CHICAGO (SIGGRAPH 2020)—The simulation of woven and knitted fabrics is an ongoing problem in computer graphics. Simulating the way a fabric drapes or moves while being worn, while accurately modeling low-level effects such as the stiffness and stretch of individual yarns, is a complicated challenge that requires sophisticated computational modeling.
In this new work, a global team of computer scientists from the Institute of Science and Technology (IST) Austria and Indian institute of Technology Delhi (IITD) has developed a method for specifically animating yarn-level cloth effects, accurately capturing the physics of the material, including the stretching and bending response. The results of the team’s homogenized computational modeling framework accurately mimic the appearance of knitted and woven materials using yarn.
The team, comprising Georg Sperl and Chris Wojtan from IST Austria and Rahul Narain from IITD, is set to present their work at SIGGRAPH 2020. The conference, which will take place virtually this year starting 17 August, gathers a diverse network of professionals who approach computer graphics and interactive techniques from different perspectives. SIGGRAPH continues to serve as the industry’s premier venue for showcasing forward-thinking ideas and research.
“Yarn-level cloth techniques produce beautifully detailed and realistic results, but it can become impractically slow to simulate full garments,” Sperl, lead author of the research and Ph.D. student in the Wojtan lab at IST Austria, says. “Our method helps make such simulations more feasible by precomputing the mechanical properties of yarn patterns and fitting continuum materials that can be used in existing mesh-based simulators. This can greatly speed up the simulation of cloth while preserving the material’s overall stretching and bending resistance and capturing characteristic phenomena of fabrics such as curling.”

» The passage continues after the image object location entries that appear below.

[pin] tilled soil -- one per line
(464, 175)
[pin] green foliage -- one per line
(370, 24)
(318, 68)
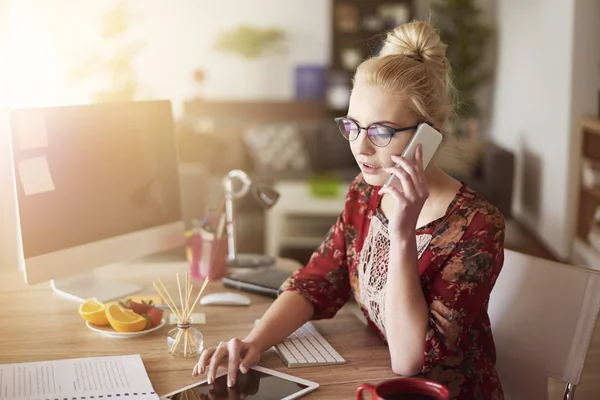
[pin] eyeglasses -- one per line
(379, 134)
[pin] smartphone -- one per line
(426, 136)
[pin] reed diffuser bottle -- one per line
(184, 340)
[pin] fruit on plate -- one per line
(123, 319)
(93, 312)
(152, 314)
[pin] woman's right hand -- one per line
(240, 354)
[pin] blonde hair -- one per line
(413, 64)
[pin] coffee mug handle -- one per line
(364, 387)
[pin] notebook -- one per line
(262, 281)
(114, 377)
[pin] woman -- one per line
(420, 256)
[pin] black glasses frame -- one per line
(390, 129)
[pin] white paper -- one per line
(77, 378)
(31, 130)
(35, 176)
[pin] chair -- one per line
(543, 315)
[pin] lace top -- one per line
(460, 257)
(372, 268)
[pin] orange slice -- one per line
(93, 311)
(124, 319)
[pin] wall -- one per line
(547, 76)
(177, 36)
(306, 24)
(9, 247)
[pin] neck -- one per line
(437, 180)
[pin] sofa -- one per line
(212, 140)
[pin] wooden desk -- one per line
(39, 325)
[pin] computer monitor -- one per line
(95, 185)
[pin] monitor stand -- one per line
(251, 261)
(86, 286)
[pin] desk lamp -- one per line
(266, 196)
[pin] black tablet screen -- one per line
(254, 385)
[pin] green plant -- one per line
(468, 40)
(117, 65)
(251, 42)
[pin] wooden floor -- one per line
(589, 387)
(519, 239)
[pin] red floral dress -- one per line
(460, 257)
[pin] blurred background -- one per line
(255, 85)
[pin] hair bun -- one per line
(416, 40)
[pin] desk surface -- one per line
(39, 325)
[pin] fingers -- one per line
(215, 360)
(419, 157)
(235, 348)
(250, 358)
(399, 198)
(407, 185)
(413, 184)
(205, 356)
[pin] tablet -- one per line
(265, 281)
(258, 384)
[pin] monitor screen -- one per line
(95, 185)
(87, 173)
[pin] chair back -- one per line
(543, 315)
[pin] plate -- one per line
(110, 332)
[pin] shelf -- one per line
(590, 124)
(595, 192)
(584, 255)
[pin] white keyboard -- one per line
(306, 348)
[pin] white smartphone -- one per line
(426, 136)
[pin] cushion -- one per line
(460, 156)
(277, 147)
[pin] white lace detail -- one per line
(372, 269)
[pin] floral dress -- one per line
(460, 257)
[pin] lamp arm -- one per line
(230, 194)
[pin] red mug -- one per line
(404, 389)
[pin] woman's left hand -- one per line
(409, 193)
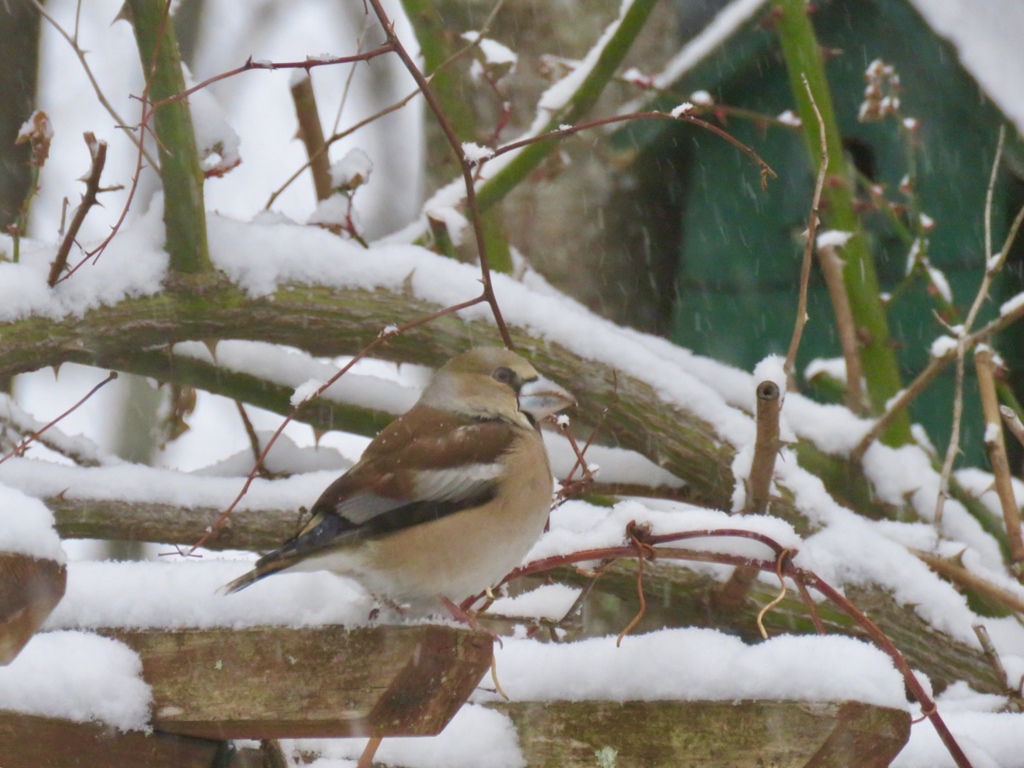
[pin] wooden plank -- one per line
(272, 682)
(30, 588)
(33, 741)
(696, 734)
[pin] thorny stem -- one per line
(645, 547)
(996, 448)
(812, 227)
(73, 42)
(937, 365)
(992, 265)
(250, 65)
(766, 446)
(20, 448)
(338, 135)
(97, 150)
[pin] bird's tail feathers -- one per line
(262, 569)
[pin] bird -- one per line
(448, 499)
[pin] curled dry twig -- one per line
(20, 448)
(646, 546)
(97, 151)
(812, 226)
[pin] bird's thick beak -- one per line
(542, 397)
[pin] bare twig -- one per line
(250, 65)
(781, 563)
(338, 135)
(812, 226)
(253, 438)
(996, 449)
(311, 135)
(367, 758)
(467, 166)
(97, 150)
(20, 448)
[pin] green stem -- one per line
(803, 57)
(184, 210)
(579, 104)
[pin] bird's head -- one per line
(492, 382)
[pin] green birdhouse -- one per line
(920, 136)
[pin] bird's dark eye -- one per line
(504, 375)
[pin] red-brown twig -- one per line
(20, 448)
(643, 552)
(766, 448)
(97, 151)
(645, 547)
(146, 116)
(996, 449)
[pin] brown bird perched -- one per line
(448, 499)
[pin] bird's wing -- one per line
(418, 469)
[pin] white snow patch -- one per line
(27, 526)
(80, 677)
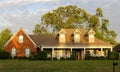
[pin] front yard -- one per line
(57, 66)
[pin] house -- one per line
(60, 45)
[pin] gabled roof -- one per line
(20, 30)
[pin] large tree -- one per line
(5, 35)
(75, 17)
(39, 29)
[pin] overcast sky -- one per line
(26, 13)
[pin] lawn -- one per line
(57, 66)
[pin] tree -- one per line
(5, 35)
(74, 17)
(39, 29)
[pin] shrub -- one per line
(62, 58)
(49, 58)
(73, 56)
(113, 56)
(87, 56)
(68, 58)
(41, 55)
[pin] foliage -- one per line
(62, 58)
(113, 56)
(73, 55)
(39, 29)
(5, 35)
(42, 55)
(74, 17)
(55, 58)
(49, 58)
(4, 55)
(87, 55)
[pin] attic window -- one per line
(21, 39)
(27, 52)
(62, 38)
(91, 39)
(76, 38)
(13, 52)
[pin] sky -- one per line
(15, 14)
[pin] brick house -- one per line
(60, 45)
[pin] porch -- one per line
(66, 52)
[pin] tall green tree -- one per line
(39, 29)
(5, 35)
(74, 17)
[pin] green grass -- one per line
(57, 66)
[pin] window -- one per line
(91, 38)
(62, 38)
(13, 52)
(76, 38)
(20, 39)
(27, 52)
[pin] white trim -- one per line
(16, 34)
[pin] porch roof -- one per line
(52, 40)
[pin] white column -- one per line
(52, 53)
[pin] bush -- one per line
(62, 58)
(73, 56)
(55, 58)
(87, 56)
(41, 55)
(68, 58)
(4, 55)
(113, 56)
(49, 58)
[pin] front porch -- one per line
(66, 52)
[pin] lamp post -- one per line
(114, 64)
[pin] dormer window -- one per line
(62, 38)
(62, 34)
(77, 36)
(20, 39)
(91, 36)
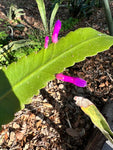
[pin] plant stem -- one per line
(108, 16)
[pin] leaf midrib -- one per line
(46, 64)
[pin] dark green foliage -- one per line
(69, 24)
(81, 7)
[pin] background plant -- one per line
(14, 12)
(42, 10)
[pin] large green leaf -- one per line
(42, 10)
(21, 80)
(53, 14)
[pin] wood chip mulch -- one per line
(52, 121)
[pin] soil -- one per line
(52, 121)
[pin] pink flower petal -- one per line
(46, 42)
(74, 80)
(56, 30)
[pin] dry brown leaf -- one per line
(19, 135)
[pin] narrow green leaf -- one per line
(53, 14)
(21, 80)
(96, 117)
(42, 10)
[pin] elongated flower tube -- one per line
(46, 42)
(56, 30)
(75, 80)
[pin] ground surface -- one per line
(53, 121)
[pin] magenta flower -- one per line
(46, 42)
(75, 80)
(56, 30)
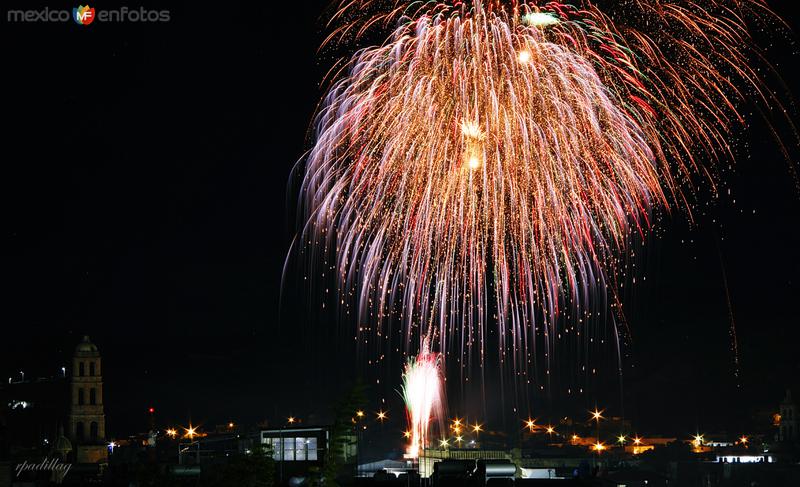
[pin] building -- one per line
(86, 419)
(787, 420)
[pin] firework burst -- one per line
(491, 162)
(423, 393)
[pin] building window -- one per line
(288, 449)
(293, 449)
(311, 448)
(276, 447)
(300, 449)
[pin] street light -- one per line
(191, 432)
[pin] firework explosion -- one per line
(494, 161)
(423, 394)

Picture the level of details that make up yarn cloth, from a variety of lengths and widths, the various appearances of spun thread, and the wide array of patterns created with yarn cloth by knitting, crocheting, or weaving. The team’s approach is able to capture all of these specific details and material properties of yarn-level cloth in a truly realistic and precise way.
They validated their method using stretching and draping tests that produced accurate translations of the fabric in a virtual world. Visual examples included the animation of a variety of detailed yarn-cloth patterns and techniques, i.e., slip stitch honeycomb and satin weave, showcasing more of the folds, curling, and wrinkles of the cloth while draped over an object or worn as a sweater or scarf.
One of the important challenges the team addressed was the ability to simulate yarn-level cloth faster and at scale. Their method captures the complex physics emerging from yarn patterns at a fraction of the cost of direct yarn-level cloth simulation.
“Our technique allows us to capture the resistance of multiple deformations at the same time,” the authors say. “We additionally developed a procedure to fit a material model capable of capturing these effects from homogenized data. With this, we were able to automatically reproduce characteristic behaviors of different fabrics, including subtle phenomena like the interaction between stretching and curling in knitted patterns, which have not been captured in previous cloth models.”
In the future, this method could expand to animate other complicated multi-physics materials like layered quilts, layered elastic material, skin tissue, and deployable shells. The team’s method opens up exciting avenues for future studies by applying it to homogenization of layered or composite materials, for estimating material properties of new materials constructed from simpler components, or for inverse design problems in the manufacturing of knitted cloth.